Debo confesar que soy seguidora de esas listas. Sé que no podré visitar más de 20 o 30 lugares de los 1.000 que seguramente me matarían de la emoción antes de tiempo. Lo sé porque la vida es cara y los pasajes también. Pero fantasear con unas vacaciones en un hotel construido sobre un árbol o bajo el agua aun cuando jamás podré registrarme en él es doblemente placentero. Esas listas entusiasman porque te recuerdan que hay cosas increíbles fuera de tu alcance, a las que quizás algún día puedas alcanzar. Y porque, en algunos casos, cuando el autor ha logrado convencerme de verdad, he descubierto algunos buenos discos, he visto películas que aún recuerdo, y he leído un par de libros que cambiaron mi forma de pensar.

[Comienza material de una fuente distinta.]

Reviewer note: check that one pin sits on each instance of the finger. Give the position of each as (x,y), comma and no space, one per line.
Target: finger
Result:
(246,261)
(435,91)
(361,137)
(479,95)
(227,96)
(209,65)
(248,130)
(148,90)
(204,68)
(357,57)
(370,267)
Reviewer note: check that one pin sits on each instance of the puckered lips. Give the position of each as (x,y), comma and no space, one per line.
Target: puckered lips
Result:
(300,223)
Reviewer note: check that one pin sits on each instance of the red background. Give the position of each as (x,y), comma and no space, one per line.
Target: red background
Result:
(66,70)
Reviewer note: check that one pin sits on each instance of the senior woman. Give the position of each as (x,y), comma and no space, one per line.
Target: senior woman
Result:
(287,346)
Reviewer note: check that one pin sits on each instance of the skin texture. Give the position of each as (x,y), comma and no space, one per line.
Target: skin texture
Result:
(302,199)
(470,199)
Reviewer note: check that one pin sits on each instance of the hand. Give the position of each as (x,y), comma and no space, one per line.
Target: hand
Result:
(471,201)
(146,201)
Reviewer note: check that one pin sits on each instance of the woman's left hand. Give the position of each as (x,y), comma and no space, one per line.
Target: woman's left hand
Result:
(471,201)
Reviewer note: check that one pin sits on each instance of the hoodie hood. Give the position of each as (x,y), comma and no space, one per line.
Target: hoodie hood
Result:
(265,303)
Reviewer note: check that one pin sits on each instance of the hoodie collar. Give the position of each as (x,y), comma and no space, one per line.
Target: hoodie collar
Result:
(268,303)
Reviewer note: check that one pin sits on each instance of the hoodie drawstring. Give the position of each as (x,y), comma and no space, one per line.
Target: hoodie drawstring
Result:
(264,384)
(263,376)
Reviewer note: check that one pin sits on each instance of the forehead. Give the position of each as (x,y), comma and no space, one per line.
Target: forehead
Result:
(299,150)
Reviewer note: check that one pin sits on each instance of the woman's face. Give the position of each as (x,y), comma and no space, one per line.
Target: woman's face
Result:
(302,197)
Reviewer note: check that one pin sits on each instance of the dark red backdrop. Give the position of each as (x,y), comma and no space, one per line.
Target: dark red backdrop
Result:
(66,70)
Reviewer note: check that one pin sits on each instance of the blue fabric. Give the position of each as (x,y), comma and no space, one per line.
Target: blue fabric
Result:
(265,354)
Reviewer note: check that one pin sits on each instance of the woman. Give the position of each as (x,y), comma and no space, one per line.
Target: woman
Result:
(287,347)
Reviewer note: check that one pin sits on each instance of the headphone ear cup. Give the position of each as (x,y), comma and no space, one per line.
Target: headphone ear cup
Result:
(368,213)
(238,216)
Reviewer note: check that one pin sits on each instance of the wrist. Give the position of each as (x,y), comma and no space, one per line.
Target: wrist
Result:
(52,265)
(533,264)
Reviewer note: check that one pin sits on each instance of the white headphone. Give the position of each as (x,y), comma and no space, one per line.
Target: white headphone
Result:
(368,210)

Pero lo cierto es que esas listas olvidan algo. O que alguien debería escribir la lista de las 100 cosas que no debes hacer antes de morir. O las 100 cosas que ves todos los días y que quizás deberías valorar un poco más antes de morir. Porque la vida es corta así vivamos 100 años, y la contemplación y el disfrute de lo cotidiano es algo que esas listas descartan, no sé bien por qué. El dolce far niente es quizás lo mejor que podría hacer uno durante toda una vida antes de morir. Otis Redding lo entendió a sus 26 años y dejó resumida la sabiduría del ocio en una de las mejores canciones que se han escrito: (Sittin’On) The Dock of the Bay. Ahí, Redding habla de lo rico que es sentarse en un pedacito del mundo bajo el sol sin tener nada más que hacer que mirar el horizonte, o la hormiga, o el punto en la pared. Redding canta de barcos que navegan por la bahía, que se acercan en el día y se alejan cuando el sol se va. Y dice que ha deambulado miles de kilómetros solo para convertir ese muelle en su hogar. La parte que más me gusta es la que dice lo siguiente: ‘Parece que nada va a cambiar / Todo seguirá siendo igual / No puedo hacer lo que 10 personas me dicen que haga / Así que creo que seguiré siendo el mismo’.
Aunque solo haya vivido 26 años antes de que su avión se estrellara en un lago de Madison, Wisconsin, Otis Redding entendió bien lo único que hay que hacer antes de irnos: disfrutar el viaje desde el asiento que nos tocó.